Jot down your inner and outer strengths.
SET UP A TIMELINE
Get out your calendar and pick a start date and an end date for your campaign. A sports and entrepreneur coach I studied with recommends two week campaigns, as a starting place. I too recommend two weeks in many cases, where it makes sense, and often use this timeframe in pre-order promotions and giveaways. It’s a nice compressed segment of time, but you can choose any time frame that works for your circumstances.
LIST YOUR INGREDIENTS
Like putting a recipe together, list all the things you’ll need to bring your campaign to life. Each campaign will be unique, but probably has these ingredients:
— CALL TO ACTION (CTA): What action are you asking your reader/fan to take? Focus on one. You’ll need to draft these of varying lengths so that they can be shared on various media, like tweets, posts, blog posts, and emails.
— IMAGES: You’ll need your book cover, and perhaps “creatives” or “memes” — images with words, in other words: ads. I love using Canva.com for these. It’s a free online service, a type of Photoshop for dummies. (It does have an upgraded paying version, too, if you want even more features, but I find the free version just fine for my needs.)
— ABOUT THE BOOK: I find it’s helpful to craft very short descriptions of the book, if you haven’t already. Craft a 1-sentence, 2-sentence, and 4-sentence blurb about your book.
— ALLIES: FORMAL AND INFORMAL — Who can help you spread the word? Do you belong to a writing community in your sub-genre that can help spread the word to their lists and groups? Do you have a street team or informal group of readers who can share for you? Do you have other writers/editors who can look at your messaging before you send it out into the world? All of these are important. Making a list of people you can ask is a very important step in preparing your campaign. Included in the category is bloggers, reviewers, media — that you may ask to spread the word for you as a formal part of your campaign.
These steps are generalized, but can work with just about any campaign. These steps pre-suppose you have a blog, social network contacts, and a newsletter.
1. Post your call to action as a blog post, with all the information, images, links.
If your blog auto populates to your social networks, (using a service like Networked Blogs), then you don’t necessarily need to do the next step.

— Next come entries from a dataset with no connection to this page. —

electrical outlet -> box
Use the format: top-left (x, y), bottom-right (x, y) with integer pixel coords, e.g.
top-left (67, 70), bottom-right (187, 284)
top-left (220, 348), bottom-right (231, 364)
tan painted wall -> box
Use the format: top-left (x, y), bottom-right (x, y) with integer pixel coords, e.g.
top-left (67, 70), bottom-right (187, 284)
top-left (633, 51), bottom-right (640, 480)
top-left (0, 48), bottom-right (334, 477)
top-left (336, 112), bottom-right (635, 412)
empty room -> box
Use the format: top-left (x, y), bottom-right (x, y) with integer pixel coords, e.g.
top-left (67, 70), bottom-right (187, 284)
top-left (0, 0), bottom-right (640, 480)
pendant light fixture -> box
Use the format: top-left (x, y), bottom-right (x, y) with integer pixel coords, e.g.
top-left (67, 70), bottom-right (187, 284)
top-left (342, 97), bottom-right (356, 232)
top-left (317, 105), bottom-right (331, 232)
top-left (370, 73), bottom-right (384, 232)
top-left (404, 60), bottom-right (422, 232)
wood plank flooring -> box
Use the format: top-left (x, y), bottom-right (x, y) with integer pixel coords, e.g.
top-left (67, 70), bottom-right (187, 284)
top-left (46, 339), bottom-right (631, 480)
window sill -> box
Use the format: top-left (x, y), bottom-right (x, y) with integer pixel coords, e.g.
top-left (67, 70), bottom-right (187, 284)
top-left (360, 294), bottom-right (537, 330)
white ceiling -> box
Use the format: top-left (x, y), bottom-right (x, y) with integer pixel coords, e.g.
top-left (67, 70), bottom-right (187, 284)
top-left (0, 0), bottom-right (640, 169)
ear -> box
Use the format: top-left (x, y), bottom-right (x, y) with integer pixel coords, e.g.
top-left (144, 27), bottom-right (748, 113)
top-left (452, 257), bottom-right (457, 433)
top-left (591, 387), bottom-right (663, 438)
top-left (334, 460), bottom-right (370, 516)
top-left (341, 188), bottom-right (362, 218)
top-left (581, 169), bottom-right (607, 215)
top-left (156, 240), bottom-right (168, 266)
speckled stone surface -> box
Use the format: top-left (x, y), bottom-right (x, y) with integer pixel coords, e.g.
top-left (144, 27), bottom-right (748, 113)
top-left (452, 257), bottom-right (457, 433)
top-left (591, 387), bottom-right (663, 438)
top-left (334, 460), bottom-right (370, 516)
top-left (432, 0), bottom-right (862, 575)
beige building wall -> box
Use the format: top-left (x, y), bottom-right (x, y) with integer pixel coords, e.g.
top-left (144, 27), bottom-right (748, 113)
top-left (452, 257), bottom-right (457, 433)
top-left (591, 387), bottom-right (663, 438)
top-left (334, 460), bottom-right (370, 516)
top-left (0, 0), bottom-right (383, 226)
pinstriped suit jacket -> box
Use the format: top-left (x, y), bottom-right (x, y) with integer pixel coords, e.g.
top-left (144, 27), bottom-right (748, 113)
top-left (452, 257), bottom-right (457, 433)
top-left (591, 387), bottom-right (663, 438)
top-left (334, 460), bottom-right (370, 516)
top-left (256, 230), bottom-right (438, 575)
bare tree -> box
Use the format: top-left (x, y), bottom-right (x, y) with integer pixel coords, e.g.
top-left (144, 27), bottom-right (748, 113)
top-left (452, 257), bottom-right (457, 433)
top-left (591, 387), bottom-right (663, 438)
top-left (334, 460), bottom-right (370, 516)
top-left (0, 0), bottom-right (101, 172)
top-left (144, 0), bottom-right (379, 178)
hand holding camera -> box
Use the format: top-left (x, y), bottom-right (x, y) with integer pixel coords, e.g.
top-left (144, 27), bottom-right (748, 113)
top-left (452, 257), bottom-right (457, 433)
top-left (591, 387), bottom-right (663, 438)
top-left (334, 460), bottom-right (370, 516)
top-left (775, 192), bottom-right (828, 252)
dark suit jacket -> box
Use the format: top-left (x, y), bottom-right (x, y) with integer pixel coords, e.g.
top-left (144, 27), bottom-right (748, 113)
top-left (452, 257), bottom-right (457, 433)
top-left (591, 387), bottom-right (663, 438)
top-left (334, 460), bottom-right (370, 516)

2. Post to your social networks, tailoring the language to fit each.
3. Ask your allies to spread the word for you, as appropriate.
4. Daily: Spread the word about your campaign in one new way. Here are some of those ways:
— Email some friends;
— Put out a newsletter;
— Mention it in social in an offhanded way, inside of a “what’s up with me” post or “here’s a cute kitten” post, etc., aligned with your brand of course;
— Tell one or two people in the real world;
— Ask one person who you think can help you but you’re not sure, so take the risk.
5. At the halfway mark of your campaign, send out a big reminder via your blog post and social messaging.
6. Three days before the end of your campaign, send out another batch of reminders: “Only 3 days left.”
7. The day before and the last day of the campaign send out further short reminders.
8. A few days after the campaign is over, share in a way that’s appropriate, what you learned, gained, what your results were. This is important both as a thank you to your fans and supporters, but also to seal in the learning and what that experience was like for you. Did you meet your goals, both inner and outer? What did you learn? What would you like to change for next time? What really worked?
Good luck and let me know how things go!